Custom Analyzer

Refer to Text analysis to understand the basics of text analysis. In this article we will deconstruct few analyzers.

Strip white space analyzer

Let’s start with a simple analyzer which removes all the white spaces from the input. This analyzer is useful for cleaning up ID fields which should not contain any spaces. Not is that we are using keyword tokenizer as we want the input to be treated as a single token rather than being broken down into individual tokens. This is also important as filters are applied to individual tokens coming out of the tokenizer. So if you use a filter like pattern replace it is important to understand the role of the tokenizer as you may not get expected results. In our case we want the regex expression to treat the whole input as single token.

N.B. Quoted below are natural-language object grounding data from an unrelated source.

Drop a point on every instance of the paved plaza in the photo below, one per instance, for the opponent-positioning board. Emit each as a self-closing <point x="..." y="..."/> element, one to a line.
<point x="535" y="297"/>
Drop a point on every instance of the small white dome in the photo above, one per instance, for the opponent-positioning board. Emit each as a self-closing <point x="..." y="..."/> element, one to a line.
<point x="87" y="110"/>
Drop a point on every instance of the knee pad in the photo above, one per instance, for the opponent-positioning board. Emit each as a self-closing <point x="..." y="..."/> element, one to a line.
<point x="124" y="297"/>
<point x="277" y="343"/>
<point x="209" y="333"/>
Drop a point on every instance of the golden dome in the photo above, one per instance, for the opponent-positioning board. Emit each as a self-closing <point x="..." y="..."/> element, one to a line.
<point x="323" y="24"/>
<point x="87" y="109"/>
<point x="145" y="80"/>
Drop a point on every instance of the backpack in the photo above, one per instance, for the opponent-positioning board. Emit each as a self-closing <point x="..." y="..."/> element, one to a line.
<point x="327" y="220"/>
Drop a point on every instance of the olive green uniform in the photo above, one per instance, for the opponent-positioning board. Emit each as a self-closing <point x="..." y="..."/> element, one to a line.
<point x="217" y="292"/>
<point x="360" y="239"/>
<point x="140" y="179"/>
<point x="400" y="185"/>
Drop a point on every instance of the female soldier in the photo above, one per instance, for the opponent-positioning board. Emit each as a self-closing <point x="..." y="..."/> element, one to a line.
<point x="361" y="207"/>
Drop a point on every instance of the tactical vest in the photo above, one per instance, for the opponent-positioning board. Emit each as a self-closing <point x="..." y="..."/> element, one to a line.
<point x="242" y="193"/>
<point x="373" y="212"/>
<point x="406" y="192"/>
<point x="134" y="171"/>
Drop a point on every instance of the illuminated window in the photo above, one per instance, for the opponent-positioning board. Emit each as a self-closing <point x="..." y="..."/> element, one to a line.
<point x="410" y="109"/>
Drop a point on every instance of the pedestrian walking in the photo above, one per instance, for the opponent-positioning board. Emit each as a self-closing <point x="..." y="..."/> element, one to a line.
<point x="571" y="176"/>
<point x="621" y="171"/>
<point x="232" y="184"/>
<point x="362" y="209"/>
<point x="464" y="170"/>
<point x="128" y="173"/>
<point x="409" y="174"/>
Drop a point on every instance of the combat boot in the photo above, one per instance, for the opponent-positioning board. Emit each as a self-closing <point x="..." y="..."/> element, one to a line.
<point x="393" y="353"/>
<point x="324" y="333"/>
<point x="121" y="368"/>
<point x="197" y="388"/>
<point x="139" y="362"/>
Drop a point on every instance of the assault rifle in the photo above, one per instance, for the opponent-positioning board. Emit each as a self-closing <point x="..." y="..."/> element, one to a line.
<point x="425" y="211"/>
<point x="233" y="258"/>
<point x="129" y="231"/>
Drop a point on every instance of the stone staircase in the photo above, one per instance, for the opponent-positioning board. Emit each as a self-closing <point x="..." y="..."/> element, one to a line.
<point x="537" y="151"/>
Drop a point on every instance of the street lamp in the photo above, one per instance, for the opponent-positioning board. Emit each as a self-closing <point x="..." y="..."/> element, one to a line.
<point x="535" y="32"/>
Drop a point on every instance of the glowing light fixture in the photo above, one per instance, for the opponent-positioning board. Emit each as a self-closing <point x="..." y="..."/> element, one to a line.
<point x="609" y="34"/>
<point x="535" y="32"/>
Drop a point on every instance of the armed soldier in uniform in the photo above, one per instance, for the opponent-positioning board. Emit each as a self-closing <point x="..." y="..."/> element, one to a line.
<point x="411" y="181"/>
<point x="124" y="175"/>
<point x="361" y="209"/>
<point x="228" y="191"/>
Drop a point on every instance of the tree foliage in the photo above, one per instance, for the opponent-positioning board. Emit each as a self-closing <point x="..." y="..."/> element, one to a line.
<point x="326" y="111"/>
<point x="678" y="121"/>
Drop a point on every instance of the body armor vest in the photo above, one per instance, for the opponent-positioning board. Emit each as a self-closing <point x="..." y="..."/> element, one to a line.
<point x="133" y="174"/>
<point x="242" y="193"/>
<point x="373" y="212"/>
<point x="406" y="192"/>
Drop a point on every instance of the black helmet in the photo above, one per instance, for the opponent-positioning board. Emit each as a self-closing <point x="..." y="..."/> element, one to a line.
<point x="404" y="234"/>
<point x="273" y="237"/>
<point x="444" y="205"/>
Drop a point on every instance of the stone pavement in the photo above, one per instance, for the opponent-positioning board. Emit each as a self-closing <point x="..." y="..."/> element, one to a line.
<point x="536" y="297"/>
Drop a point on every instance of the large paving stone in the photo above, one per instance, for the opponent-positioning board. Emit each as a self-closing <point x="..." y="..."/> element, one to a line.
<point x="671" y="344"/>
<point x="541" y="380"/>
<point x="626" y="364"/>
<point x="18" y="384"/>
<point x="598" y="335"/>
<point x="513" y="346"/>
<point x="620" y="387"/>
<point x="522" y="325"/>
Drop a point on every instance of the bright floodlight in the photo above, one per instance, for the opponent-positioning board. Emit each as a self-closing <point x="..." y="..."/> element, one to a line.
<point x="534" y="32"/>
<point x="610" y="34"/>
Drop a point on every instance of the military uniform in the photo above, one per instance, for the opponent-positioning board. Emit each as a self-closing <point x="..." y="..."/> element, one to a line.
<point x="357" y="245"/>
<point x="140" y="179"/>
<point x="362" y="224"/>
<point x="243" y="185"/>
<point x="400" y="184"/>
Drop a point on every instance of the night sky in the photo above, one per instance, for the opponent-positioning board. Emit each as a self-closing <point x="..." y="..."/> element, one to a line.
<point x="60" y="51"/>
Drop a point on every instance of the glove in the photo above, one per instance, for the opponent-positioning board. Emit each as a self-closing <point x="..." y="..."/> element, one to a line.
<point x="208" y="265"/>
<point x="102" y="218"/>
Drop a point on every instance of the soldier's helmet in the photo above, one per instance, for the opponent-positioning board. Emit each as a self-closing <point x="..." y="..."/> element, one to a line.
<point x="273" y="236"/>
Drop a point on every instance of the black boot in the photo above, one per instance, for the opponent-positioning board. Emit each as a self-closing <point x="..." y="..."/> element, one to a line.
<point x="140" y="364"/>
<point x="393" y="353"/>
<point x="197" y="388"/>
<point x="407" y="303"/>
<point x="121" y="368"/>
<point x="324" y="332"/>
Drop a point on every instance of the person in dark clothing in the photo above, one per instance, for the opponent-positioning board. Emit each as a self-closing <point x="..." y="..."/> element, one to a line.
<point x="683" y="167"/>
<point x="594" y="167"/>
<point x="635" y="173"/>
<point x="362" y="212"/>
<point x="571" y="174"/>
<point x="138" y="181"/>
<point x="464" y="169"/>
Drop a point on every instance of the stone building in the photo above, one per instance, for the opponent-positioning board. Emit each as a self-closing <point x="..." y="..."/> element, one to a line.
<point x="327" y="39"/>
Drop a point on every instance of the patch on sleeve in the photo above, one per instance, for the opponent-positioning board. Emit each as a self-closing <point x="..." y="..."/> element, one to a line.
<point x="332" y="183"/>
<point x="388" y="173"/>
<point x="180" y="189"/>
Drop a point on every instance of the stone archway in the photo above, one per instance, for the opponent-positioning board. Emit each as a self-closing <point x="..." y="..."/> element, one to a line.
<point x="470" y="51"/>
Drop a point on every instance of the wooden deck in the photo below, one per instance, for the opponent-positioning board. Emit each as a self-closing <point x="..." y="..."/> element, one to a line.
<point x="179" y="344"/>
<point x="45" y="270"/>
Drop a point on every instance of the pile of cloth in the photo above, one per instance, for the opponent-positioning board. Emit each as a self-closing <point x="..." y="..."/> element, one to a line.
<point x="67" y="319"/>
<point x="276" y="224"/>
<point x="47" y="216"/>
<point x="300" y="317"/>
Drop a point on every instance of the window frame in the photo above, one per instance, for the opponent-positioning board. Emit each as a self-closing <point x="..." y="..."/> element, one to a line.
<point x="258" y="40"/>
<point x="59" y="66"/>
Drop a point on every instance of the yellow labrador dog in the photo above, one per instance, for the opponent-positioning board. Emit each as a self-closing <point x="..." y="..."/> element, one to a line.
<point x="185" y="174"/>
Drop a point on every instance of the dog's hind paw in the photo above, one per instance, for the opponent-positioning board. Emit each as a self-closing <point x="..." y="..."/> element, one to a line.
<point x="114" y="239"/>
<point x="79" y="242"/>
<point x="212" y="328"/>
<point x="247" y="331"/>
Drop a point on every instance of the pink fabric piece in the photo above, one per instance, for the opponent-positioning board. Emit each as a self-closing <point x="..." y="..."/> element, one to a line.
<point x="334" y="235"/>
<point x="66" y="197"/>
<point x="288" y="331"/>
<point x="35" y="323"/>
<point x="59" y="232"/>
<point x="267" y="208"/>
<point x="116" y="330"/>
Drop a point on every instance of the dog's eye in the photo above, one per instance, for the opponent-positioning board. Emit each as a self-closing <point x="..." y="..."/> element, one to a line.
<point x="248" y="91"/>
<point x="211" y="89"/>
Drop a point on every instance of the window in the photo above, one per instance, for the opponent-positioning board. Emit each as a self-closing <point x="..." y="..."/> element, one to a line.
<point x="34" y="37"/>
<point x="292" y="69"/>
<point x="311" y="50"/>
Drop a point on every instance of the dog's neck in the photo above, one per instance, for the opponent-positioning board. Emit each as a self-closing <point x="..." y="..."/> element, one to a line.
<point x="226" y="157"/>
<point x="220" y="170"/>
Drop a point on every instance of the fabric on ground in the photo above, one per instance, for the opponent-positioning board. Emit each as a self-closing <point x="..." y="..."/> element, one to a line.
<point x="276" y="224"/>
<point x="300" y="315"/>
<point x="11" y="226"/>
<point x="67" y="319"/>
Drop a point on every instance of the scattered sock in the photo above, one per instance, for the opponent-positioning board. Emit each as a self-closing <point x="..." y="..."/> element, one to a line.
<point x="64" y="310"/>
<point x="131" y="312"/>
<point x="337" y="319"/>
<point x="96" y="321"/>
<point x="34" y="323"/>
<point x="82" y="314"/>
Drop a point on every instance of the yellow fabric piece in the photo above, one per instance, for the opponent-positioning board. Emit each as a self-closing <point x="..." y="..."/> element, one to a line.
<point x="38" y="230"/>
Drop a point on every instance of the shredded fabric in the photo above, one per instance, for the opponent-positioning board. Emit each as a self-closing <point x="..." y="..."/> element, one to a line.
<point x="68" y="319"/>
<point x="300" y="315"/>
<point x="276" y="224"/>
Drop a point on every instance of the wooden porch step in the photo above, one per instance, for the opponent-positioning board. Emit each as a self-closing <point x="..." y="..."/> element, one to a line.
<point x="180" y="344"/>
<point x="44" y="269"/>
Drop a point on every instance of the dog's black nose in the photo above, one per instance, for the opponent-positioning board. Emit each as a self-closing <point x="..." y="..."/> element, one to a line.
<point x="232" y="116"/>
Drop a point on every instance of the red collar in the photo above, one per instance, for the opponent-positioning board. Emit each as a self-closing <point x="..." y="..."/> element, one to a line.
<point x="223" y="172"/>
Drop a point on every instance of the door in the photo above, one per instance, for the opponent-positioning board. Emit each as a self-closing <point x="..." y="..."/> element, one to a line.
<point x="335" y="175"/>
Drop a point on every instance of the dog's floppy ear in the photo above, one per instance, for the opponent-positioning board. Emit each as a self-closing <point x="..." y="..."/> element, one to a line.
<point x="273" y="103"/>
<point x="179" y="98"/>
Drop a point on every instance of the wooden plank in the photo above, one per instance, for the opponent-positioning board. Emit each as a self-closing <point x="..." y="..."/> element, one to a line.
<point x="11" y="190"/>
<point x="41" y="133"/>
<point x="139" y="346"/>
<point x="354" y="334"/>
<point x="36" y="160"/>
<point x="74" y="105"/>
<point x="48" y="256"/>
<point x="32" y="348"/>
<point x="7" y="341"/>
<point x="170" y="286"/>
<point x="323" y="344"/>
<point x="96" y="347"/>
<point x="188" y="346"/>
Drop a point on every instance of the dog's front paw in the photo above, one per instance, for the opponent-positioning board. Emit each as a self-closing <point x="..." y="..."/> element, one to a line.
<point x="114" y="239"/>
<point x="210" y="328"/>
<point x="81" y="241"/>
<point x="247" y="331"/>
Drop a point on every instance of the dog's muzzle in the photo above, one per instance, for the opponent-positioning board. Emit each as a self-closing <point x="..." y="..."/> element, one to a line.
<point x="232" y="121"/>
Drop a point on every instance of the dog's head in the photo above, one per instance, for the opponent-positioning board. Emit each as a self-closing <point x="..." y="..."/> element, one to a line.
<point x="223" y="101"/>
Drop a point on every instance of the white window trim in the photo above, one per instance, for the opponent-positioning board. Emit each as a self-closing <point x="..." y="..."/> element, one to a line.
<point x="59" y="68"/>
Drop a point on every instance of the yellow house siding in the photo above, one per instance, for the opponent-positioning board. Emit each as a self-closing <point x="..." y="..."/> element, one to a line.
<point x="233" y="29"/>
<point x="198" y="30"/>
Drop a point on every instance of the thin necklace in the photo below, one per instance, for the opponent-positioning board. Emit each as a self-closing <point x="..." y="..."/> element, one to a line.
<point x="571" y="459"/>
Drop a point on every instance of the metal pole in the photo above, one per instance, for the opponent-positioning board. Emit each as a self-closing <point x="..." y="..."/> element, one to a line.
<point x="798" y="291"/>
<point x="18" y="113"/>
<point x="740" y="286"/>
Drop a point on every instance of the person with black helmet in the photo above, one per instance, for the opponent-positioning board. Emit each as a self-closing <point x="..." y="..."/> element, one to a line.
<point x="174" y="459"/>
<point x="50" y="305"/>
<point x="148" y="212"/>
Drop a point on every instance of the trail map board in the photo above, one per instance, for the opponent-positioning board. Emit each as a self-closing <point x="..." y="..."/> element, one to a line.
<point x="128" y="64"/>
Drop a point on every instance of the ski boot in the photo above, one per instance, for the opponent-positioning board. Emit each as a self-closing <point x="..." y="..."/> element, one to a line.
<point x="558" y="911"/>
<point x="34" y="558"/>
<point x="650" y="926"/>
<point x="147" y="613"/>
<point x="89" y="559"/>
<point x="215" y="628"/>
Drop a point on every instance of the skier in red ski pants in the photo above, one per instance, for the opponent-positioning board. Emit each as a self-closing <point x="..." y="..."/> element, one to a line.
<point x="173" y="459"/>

So, in below example we are chanining the output of the keyword tokenizer to a series of lowercase and pattern replace filter.

{
  "AnalyzerName": "stripwhitespaceanalyzer",
  "Tokenizer": {
    "TokenizerName": "keyword"
  },
  "Filters": [
    {
      "FilterName": "lowercase"
    },
    {
      "FilterName": "patternreplace",
      "Parameters": {
        "pattern": "\\s+",
        "replacement": ""
      }
    }
  ]
}

Strip to numbers analyzer

This example is similar to the previous one. Here we are using a pattern to replace all non numeric characters from the input. This type of analyzer is useful for cleaning up telephone numbers where you don’t want any non-numeric character to be present in the input. This can be easily extended to mean more complex requirements like remove all the pneumatic characters, reverse the result and just take the first six significant digits. When this logic is applied to a telephone number field, you can easily cater for a lot of bad data in the input. For example telephone numbers starting with area codes or telephone numbers with spaces in them.

{
  "AnalyzerName": "striptonumbersanalyzer",
  "Tokenizer": {
    "TokenizerName": "keyword"
  },
  "Filters": [
    {
      "FilterName": "standard"
    },
    {
      "FilterName": "patternreplace",
      "Parameters": {
        "pattern": "[a-z$ ]",
        "replacement": ""
      }
    }
  ]
}

Address Analyzer

Let’s look at a slightly more complex example, here we want ensure that the input does not contain any common stop words and we also want the search to return results when a synonym is used. For example, we want road to be matched to its common short form rd.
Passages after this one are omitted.